PURPOSE AND APPLICABILITY
This is the Company’s policy on trading in Crane NXT, Co. securities, including its common stock and any debt securities issued by the Company, by Directors, Executive Officers and other designated personnel (referred to as the “Trading Policy”). In addition, this Trading Policy prohibits such persons from entering into hedging or pledging transactions involving Crane NXT, Co. securities or holding any Company securities in a margin account.

POLICY STATEMENT
The Company's Policy Guide on Business Ethics and Compliance with Law, CP-102, includes a policy regarding compliance with the federal securities laws, and particularly the prohibition against trading in securities on the basis of material, nonpublic information.

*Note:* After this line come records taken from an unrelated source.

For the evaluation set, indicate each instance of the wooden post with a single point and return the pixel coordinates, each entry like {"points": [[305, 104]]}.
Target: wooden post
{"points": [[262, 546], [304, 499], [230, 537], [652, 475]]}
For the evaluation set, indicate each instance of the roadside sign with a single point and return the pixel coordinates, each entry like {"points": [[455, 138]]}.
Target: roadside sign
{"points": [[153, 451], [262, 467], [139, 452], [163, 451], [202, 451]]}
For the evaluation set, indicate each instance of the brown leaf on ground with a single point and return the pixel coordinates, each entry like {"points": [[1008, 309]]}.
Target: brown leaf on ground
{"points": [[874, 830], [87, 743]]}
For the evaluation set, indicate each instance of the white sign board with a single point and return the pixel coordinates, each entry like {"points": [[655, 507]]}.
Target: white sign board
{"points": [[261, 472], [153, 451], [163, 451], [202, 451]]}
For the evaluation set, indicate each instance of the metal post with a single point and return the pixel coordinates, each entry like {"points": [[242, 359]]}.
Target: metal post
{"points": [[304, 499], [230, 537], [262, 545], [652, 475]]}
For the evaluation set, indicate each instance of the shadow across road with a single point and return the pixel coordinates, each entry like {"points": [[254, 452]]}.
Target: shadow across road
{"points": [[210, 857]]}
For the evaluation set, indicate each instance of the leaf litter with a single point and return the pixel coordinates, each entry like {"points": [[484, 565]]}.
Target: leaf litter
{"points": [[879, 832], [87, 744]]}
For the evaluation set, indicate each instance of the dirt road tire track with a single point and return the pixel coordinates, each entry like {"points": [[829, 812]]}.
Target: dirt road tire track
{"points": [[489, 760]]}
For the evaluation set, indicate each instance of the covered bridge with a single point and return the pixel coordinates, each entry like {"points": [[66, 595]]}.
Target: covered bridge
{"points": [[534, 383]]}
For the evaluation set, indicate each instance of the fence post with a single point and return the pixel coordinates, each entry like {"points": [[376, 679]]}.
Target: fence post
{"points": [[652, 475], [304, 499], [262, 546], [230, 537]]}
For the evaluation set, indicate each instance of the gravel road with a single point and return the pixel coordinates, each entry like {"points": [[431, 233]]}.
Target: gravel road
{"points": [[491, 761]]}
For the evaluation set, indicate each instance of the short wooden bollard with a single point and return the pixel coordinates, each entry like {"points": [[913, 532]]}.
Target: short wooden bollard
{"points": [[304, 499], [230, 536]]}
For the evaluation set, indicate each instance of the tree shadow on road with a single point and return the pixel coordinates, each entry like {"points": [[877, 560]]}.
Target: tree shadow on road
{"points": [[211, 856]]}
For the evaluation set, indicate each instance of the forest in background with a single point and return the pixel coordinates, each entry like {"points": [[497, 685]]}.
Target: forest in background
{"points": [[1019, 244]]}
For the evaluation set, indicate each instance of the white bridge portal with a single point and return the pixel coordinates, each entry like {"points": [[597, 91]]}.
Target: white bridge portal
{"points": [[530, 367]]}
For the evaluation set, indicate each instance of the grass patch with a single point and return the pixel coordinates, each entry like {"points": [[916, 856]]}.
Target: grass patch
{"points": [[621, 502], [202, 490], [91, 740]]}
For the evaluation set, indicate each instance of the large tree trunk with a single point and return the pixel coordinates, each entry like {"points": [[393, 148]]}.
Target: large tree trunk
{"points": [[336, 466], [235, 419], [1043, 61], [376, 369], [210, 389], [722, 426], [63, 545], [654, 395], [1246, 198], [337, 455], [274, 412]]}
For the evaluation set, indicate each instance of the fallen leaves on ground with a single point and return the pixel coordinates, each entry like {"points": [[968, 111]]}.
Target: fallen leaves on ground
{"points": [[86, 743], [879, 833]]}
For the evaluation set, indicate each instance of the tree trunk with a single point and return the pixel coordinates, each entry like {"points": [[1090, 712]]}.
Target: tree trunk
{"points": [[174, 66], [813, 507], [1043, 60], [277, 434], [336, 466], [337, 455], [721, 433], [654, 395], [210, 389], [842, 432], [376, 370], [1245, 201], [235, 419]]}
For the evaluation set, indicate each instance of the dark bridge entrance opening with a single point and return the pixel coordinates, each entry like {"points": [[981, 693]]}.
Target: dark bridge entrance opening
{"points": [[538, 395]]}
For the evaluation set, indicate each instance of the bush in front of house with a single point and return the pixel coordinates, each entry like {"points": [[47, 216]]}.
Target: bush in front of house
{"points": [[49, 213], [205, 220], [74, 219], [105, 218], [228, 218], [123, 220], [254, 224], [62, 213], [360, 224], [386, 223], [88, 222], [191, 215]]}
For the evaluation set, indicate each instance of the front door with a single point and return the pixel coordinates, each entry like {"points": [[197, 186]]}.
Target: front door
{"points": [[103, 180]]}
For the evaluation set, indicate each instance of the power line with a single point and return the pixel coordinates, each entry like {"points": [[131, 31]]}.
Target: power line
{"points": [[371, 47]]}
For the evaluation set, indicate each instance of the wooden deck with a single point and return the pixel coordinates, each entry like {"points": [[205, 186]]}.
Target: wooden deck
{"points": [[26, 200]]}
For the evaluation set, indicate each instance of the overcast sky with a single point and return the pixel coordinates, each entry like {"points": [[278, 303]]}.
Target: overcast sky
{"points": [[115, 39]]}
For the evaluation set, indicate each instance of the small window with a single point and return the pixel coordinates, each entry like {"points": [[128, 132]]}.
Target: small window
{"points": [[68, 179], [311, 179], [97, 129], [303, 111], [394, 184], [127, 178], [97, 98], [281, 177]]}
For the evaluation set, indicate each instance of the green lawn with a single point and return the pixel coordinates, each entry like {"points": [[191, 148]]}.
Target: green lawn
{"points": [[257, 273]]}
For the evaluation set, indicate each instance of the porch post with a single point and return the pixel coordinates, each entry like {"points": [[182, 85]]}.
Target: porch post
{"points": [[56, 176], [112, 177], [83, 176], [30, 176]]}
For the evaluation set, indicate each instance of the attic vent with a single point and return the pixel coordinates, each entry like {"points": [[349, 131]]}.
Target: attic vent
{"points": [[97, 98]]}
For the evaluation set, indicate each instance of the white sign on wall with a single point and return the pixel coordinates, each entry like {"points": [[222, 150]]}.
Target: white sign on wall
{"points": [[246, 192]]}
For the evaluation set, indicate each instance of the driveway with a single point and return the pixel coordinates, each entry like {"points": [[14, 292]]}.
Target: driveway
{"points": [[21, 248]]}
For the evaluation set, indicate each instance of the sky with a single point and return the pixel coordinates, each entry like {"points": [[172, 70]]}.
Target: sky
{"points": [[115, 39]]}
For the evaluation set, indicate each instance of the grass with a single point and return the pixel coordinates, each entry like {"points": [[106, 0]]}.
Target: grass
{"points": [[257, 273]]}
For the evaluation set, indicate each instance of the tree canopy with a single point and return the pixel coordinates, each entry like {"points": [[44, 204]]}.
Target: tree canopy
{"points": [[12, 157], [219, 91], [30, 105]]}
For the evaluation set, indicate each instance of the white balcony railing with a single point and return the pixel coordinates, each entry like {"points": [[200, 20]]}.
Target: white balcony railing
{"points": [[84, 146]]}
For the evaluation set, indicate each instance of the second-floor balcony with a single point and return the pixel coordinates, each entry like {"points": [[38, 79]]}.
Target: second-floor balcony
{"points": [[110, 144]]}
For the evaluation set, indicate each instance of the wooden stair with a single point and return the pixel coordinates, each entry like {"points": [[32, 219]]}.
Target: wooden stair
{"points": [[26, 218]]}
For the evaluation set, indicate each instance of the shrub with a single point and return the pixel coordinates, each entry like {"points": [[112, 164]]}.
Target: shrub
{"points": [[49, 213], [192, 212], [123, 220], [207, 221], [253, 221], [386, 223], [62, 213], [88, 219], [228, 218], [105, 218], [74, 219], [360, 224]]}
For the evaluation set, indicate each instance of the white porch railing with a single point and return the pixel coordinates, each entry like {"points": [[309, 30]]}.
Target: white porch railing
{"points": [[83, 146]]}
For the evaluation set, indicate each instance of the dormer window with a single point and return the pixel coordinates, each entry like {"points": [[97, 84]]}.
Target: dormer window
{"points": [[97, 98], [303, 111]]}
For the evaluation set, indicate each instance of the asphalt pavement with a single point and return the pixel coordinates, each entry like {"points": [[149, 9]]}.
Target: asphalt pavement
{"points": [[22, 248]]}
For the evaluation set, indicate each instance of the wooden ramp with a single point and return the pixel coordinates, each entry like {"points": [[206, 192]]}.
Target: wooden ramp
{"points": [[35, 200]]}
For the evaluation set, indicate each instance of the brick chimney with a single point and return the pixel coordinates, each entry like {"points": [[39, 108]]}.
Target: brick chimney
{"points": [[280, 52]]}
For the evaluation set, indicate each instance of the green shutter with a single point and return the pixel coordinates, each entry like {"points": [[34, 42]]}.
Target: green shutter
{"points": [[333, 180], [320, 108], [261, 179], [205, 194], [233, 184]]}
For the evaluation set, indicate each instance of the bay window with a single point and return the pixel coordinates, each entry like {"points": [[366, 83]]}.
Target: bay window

Directors and Executive Officers of Crane NXT, Co. are also subject to the reporting and short- swing liability provisions of Section 16 of the Securities Exchange Act of 1934 (the “Exchange Act”).
This Trading Policy establishes additional restrictions on trading in Crane NXT, Co. securities by Directors, Executive Officers and certain other personnel, in the form of designated "window periods" during which it is permissible to purchase or sell Crane NXT, Co. securities (absent a specific directive from the Company's General Counsel banning any transactions in Crane NXT, Co. securities). The key elements of this policy are set forth below.
General Policy
No director, officer or employee of the Company may purchase or sell any Company security while in possession of material non-public information about the Company. The terms “material” and “non-public” are defined below. This prohibition extends to all transactions in the Company’s securities, including but not limited to the gifting or other acquisition or disposition of the Company’s securities, except under certain circumstances as described in this policy. In addition, no director, officer or employee of the Company who knows of any material non-public information about the Company may communicate that information to any other person, including family and friends.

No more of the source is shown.